水一方道:“呸!闭嘴!”轻轻一句竟唬得毕锋半晌不做声,然后直盯着毕世奇。毕世奇叹道:“好——好吧,这也是十之年前,当时正值不惑壮年,老夫干得是线一开扒的绿林买卖,这震南山庄本来叫震南岗——”

水一方呷了一口茶道:“你便是当年劫于冠松镖的四寨主之一?”

毕世奇后退几步,面色惨然,毕锋和毕铁忙扶信他,才不致跌倒。毕锐突然傻笑了起来,猫也嚎了几声。电光闪处,雷声大作,贝尼达则冷笑不语,面带嘲讽。


水一方道:“贝兄,毕庄主刚才这一惊吓,显然说明这是一个秘密,你又如何从喝酒朋友口中随随便便得来?而且你一向不喜言辞,怎地那天晚上却好兴致,讲了这么个故事?”

贝龙达冷冷道:“水兄弟聪明绝顶,我贝尼达也没什么好说的,我便是其中一寨寨主贝沧然之子!”

毕世奇吃惊不小,贝龙达的目光如鹰隼般犀利射来,令他不敢直视。毕世奇喃喃道:“也好——这些年我一直在寻找你的下落——”


贝龙达冷笑道:“是要斩草除根罢?毕帮主好本事,本来势力在我们四寨中最弱,最后竟然成了江南第一大帮的帮主,其他几个寨主也随着时间的推移给人忘了个干净。毕帮主狠劲到了,可心思还不够细致,所以在下得以活下来。毕帮主,不如就向大家讲讲你十六年前的英雄事迹吧。”


毕世奇一下瘫在椅子上,过了许久,才开口道:“十六年前,老夫原名毕更臣,与金雕谷丛寅波,猛虎洞石敬侠,田家滨贝沧然是江南黑道上小有名气的山贼,做的都是杀人越货的买卖,就连他们的母亲,”他指着儿子女儿道:“都是抢来的,但是后来因故早逝,我从来未向他们说起。
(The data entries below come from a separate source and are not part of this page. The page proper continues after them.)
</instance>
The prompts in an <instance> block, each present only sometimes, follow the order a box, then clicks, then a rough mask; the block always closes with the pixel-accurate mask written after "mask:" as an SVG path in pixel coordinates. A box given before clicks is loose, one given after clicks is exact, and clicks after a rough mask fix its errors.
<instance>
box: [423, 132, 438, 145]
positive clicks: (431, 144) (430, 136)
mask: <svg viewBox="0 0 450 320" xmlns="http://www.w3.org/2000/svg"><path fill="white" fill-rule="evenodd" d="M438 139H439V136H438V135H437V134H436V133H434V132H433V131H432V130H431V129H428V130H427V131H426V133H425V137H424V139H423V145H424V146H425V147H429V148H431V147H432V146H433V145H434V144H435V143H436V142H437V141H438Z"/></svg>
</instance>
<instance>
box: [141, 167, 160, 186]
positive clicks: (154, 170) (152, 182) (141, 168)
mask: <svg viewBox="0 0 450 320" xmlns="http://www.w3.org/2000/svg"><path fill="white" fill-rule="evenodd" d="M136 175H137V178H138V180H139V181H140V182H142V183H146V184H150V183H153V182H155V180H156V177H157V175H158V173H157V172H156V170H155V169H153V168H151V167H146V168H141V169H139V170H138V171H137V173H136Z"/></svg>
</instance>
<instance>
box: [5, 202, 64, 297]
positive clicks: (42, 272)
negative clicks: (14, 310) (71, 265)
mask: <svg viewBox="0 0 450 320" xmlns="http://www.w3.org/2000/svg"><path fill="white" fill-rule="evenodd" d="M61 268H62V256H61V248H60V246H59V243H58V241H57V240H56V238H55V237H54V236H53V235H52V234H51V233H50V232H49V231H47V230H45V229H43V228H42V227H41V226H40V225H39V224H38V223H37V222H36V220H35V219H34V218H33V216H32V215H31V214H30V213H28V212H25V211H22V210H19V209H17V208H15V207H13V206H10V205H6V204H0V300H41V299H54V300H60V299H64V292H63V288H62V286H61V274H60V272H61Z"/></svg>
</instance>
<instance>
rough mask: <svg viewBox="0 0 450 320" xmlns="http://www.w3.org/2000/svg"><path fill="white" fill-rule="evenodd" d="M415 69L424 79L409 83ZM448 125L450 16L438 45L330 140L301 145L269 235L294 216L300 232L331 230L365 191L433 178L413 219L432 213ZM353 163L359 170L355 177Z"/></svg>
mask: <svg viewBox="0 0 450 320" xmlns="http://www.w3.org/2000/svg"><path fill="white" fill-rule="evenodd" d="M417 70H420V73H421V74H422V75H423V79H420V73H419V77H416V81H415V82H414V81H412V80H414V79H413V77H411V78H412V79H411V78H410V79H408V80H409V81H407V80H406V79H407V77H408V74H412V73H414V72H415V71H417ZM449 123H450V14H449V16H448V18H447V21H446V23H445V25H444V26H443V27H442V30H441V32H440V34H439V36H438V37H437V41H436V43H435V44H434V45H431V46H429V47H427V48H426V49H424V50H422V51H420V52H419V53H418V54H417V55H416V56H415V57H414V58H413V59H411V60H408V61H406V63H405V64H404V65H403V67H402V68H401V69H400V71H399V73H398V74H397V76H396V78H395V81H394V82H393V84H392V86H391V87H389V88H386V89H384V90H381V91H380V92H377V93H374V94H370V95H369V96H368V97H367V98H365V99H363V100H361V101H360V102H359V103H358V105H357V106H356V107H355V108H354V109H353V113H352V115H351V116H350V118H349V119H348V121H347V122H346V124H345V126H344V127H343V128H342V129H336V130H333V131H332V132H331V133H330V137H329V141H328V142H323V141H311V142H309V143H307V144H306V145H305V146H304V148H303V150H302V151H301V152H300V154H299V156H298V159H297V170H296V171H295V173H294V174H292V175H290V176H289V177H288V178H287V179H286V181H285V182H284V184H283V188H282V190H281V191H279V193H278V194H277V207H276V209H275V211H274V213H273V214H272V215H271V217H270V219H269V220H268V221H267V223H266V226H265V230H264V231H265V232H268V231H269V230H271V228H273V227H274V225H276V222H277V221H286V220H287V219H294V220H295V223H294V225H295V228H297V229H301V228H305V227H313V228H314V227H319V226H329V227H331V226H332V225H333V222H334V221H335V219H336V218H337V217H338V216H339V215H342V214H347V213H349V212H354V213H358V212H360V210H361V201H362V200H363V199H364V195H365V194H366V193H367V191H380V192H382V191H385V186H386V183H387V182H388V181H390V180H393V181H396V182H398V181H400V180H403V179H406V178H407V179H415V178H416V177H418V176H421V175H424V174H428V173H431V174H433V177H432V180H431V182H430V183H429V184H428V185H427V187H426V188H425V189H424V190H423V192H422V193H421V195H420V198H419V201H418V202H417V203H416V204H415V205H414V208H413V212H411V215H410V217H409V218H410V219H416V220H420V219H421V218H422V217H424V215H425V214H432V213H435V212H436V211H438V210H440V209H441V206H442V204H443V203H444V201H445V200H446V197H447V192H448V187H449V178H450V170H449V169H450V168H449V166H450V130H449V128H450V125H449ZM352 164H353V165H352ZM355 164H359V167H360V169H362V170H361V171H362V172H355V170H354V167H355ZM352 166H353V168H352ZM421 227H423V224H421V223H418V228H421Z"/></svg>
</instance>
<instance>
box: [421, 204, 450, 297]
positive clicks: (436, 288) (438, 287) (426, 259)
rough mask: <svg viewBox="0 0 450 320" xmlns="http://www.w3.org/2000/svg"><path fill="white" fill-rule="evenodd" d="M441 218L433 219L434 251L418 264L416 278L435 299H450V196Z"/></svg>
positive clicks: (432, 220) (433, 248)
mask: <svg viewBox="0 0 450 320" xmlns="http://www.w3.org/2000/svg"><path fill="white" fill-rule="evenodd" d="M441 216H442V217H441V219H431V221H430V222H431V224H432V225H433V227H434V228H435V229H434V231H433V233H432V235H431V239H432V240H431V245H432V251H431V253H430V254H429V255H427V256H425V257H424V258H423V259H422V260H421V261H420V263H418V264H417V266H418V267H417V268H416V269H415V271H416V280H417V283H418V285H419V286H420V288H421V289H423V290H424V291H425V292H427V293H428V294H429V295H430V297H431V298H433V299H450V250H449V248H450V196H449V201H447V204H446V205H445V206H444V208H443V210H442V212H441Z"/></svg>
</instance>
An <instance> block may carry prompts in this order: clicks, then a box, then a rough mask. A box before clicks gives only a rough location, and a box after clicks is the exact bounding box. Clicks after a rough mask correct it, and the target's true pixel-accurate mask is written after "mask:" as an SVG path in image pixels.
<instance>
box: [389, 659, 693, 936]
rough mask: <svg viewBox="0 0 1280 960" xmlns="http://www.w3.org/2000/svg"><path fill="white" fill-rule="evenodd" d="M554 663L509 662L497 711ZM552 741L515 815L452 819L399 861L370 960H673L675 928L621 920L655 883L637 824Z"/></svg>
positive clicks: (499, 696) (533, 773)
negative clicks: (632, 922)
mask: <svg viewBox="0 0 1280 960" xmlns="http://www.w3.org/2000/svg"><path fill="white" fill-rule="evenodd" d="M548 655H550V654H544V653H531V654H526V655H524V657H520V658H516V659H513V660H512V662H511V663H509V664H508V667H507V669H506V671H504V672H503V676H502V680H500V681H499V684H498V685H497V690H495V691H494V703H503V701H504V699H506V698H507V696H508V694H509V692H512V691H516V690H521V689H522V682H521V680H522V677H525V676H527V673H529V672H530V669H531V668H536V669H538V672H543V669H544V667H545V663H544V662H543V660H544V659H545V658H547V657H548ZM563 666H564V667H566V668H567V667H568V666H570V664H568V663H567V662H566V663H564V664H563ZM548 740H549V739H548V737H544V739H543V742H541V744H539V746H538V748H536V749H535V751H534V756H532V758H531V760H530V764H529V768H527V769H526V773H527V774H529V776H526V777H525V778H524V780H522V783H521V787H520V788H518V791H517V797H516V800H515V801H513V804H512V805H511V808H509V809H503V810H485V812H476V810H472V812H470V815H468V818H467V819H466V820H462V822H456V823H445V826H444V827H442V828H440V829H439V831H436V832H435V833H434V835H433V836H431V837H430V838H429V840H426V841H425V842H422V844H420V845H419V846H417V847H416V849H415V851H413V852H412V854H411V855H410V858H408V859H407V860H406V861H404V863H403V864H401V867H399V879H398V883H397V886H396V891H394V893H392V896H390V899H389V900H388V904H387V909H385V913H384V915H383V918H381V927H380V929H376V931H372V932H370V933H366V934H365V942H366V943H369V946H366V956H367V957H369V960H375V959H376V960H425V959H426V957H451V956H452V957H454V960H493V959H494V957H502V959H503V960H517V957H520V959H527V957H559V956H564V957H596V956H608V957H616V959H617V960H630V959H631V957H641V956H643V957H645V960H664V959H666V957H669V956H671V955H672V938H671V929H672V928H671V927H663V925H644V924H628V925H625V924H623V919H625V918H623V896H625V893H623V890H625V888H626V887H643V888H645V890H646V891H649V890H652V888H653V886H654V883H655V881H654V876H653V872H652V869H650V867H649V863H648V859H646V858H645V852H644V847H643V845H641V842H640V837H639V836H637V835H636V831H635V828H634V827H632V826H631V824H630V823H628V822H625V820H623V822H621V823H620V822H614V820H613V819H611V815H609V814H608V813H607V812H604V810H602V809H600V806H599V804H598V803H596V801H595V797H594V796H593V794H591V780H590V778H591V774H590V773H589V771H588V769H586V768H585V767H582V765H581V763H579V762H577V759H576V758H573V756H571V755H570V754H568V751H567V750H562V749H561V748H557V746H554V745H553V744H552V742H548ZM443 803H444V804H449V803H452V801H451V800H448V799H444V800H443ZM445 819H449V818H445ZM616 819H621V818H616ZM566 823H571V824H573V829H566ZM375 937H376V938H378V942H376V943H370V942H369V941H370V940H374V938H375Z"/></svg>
”他又对水一方道:“我们的日子也不好过,丝绸道马鬃山的独孤鸿傲是绿林中的霸主,我们若交不齐年税,就有灭门之祸。”

水一方道:“他们抢于冠松的镖必定知道那里是一个人了?”


毕世奇道:“不不,是有人向我们这边放风,说于冠松接了一千两黄金压镖费的大买卖,听说朝廷也给惊动了。我们都很高兴,大家早就厌倦了打打杀杀提心吊胆的生活,想干完这一票就收山,金雕谷谷主丛寅波虽然和于冠松是幼年的朋友,但为这一千两黄金,就是玉皇大帝的只怕也得动上一动了。”

水一方向袁明丽得意地笑笑,袁明丽随即想到那句话:“朋友,是敌人的另一种叫法。”

贝龙达道:“你知道放出消息的人是谁么?”


毕世奇道:“并不知道。我们干的是把脑袋拴在裤腰带上的活儿,追问那么多干什么?就像开镖局的不能向外人泄露保的是什么镖一个道理。谁知那镖箱里竟出来一个人,他武功极高,击伤了我们不少弟兄,多亏贝沟主放了冷箭才将他逼退,他便带着于冠松负伤逃走。”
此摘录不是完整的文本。